Acculé par les scandales de corruption, le Gouvernement socialiste de Pedro Sanchez a désigné comme ennemi une justice trop indépendante à son goût. Une érosion supplémentaire de l’Etat de droit en Espagne qui n’intéresse pas Bruxelles. Du lawfare au plan de « démocratisation » de la justice Développé par la gauche latinoaméricaine, le discours du lawfare est […]

Fév 5, 2025 - 20:12
 0
Espagne – 7 ans de socialisme et la justice mise au pas
Acculé par les scandales de corruption, le Gouvernement socialiste de Pedro Sanchez a désigné comme ennemi une justice trop indépendante à son goût. Une érosion supplémentaire de l’Etat de droit en Espagne qui n’intéresse pas Bruxelles.
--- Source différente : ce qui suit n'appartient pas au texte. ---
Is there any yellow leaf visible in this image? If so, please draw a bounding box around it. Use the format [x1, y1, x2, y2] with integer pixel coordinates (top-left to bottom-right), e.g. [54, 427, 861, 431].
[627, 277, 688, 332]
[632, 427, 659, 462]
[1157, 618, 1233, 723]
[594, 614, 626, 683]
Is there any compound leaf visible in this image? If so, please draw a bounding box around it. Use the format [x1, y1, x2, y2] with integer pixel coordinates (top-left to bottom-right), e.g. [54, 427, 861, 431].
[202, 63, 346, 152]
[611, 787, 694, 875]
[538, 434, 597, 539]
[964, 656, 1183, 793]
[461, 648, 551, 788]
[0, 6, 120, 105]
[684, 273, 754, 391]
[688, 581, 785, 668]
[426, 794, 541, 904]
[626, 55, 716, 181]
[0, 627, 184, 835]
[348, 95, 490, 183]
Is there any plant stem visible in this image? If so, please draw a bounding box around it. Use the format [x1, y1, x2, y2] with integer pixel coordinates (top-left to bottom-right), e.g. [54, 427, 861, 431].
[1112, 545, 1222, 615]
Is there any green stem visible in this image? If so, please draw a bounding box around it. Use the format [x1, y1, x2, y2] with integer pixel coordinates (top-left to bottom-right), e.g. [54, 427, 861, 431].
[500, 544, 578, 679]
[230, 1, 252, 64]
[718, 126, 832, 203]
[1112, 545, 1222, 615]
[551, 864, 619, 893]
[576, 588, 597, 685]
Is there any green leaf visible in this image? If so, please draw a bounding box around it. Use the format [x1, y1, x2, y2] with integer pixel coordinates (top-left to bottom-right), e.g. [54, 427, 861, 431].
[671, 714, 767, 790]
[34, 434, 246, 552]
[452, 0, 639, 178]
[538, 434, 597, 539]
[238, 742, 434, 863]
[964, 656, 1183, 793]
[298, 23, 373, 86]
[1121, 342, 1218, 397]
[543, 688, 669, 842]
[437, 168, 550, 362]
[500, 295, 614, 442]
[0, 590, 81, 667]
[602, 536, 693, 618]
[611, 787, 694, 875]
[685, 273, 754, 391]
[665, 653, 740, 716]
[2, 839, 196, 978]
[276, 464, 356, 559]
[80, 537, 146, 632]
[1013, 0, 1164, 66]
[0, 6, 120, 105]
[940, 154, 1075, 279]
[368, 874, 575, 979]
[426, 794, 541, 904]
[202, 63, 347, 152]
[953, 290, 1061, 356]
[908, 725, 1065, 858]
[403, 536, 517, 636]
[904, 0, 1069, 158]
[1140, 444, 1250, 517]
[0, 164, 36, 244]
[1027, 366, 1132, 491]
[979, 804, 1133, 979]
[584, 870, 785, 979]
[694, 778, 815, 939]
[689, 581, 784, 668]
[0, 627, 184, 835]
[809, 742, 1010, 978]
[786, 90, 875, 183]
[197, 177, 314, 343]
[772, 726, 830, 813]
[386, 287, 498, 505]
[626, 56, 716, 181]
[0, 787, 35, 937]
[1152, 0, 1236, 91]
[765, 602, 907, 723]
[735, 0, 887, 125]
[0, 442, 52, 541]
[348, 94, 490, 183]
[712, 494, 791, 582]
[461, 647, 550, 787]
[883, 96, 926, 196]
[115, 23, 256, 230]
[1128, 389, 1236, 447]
Du lawfare au plan de « démocratisation » de la justice

Développé par la gauche latinoaméricaine, le discours du lawfare est une rhétorique complotiste consistant à considérer que toute forme de contrôle exercé par la justice contre un dirigeant politique de gauche est un coup d’État déguisé des forces conservatrices. Hugo Chavez et Nicolas Maduro (Venezuela) Lula da Silva (Brésil), Cristina Fernandez de Kirchner (Argentine) ou Evo Morales (Bolivie) ont été quelques-uns des dirigeants à s’en être emparés pour se défendre d’accusations de corruption.

Il était logique que ce discours soit importé en Espagne par Podemos, parti populiste et anticapitaliste ; il est problématique que les socialistes se le soient approprié alors qu’ils étaient rangés du côté de la démocratie libérale depuis la transition démocratique espagnole.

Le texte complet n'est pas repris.